Years later, after doing some obligatory service time with the navy, though he'd moved on to another career, I was staying with his wife and small son. We didn't meet him at the airport. Nevertheless, as he came in, he had the same arrival smile sans far away stretched out arms. I smelled his cologne and in a Pavlovian way, awaited his hat on my now larger head. The cologne deceived me, however and the hat tipped and wobbled over the fat cheeks of my half-brother who took it and ran away clumsily.

Years later, I was invited for a weekend with my father and a woman he was seeing, to Cape Cod. I was older and living with a boyfriend. My father was separated and no longer had a navy hat to give. I drank a glass of wine and felt very old and very strange. I was an adult child, a new role with my father. I felt confident, but something else was different, which made me uneasy. I couldn't name this change, nor could I adjust to it's newness. On our second night, all of us freshly showered and preparing for dinner, my father emerged from the bathroom.
"Your cologne!!!" I nearly shouted.
"Do you like it?" asked the woman he was seeing. She smiled brightly. "I bought it for him."
"very clever." I thought. Is there any better was to eliminate any immediate remembrance
of a life before you, than to eliminate the smell of that life?

I don't often wear perfume nowadays. After quitting smoking, I was less self-conscious of my smell. The smell of smokers in trams give me no pining or reminiscence of my old life as a smoker. For that matter, the smell of folks in Zürich trams in general is something to which I've become accustomsed. I like the smell of Zürich and hope that someday it will smell like home.

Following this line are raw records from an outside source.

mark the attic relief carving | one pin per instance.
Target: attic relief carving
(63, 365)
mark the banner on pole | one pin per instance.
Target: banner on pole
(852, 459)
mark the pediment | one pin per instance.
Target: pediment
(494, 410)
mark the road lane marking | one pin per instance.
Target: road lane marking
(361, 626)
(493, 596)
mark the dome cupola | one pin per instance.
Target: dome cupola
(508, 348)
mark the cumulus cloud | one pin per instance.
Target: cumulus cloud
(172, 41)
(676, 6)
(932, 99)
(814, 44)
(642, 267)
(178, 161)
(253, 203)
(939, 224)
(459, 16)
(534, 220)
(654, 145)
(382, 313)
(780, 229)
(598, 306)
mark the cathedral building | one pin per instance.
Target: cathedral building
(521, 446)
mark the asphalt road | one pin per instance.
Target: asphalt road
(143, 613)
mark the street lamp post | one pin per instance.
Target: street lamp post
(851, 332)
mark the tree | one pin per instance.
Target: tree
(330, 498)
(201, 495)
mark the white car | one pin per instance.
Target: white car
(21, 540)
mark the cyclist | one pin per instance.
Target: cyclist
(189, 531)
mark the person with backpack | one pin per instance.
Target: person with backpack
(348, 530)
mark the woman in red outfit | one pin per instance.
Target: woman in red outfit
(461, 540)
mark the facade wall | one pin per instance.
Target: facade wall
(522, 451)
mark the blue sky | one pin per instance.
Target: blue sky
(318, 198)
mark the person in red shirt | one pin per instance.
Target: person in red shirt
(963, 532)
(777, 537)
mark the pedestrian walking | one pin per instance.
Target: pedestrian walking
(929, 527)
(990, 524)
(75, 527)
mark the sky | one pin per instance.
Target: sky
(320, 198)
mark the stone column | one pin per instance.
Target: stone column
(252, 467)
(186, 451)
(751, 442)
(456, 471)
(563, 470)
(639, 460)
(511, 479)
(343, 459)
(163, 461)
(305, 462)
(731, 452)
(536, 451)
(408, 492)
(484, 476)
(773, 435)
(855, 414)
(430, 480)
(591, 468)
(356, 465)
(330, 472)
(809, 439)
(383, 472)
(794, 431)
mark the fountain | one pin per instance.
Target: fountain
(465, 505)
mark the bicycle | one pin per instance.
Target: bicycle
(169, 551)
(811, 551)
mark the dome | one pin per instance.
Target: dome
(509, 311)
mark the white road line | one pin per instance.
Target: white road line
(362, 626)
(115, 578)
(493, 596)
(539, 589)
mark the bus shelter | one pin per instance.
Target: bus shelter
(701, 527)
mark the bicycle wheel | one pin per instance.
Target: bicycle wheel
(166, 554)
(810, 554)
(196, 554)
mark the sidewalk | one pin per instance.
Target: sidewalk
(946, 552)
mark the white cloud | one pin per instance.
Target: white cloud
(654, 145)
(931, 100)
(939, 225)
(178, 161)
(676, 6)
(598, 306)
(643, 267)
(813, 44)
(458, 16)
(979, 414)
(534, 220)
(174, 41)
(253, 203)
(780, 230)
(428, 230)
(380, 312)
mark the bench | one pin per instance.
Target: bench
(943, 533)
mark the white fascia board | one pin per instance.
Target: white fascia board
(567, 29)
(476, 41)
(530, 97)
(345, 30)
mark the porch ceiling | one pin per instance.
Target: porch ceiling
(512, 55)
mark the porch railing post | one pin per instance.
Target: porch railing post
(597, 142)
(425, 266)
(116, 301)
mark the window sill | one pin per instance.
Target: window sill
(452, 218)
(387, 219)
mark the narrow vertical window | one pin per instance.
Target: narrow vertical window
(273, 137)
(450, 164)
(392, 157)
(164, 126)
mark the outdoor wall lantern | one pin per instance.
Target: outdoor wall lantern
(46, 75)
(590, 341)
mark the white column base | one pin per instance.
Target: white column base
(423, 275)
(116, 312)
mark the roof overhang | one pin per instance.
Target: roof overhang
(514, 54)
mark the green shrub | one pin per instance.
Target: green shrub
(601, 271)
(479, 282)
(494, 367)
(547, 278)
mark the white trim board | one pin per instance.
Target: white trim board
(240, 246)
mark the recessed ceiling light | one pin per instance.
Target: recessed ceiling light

People ask if I get homesick and I list small things that I miss before concluding that, no, I am not. That's not to say never. When I smell someone grilling and think on my Philly neighbors and their competing marinades for baby back ribs. When I smell the Swiss version of Mexican restaurants. The worst, however, is when I've been swimming in the Zürich lake. A navy kid from the Ocean State, I take my freshly-dried hair before my face and smell - - nothing. That is when I miss "home".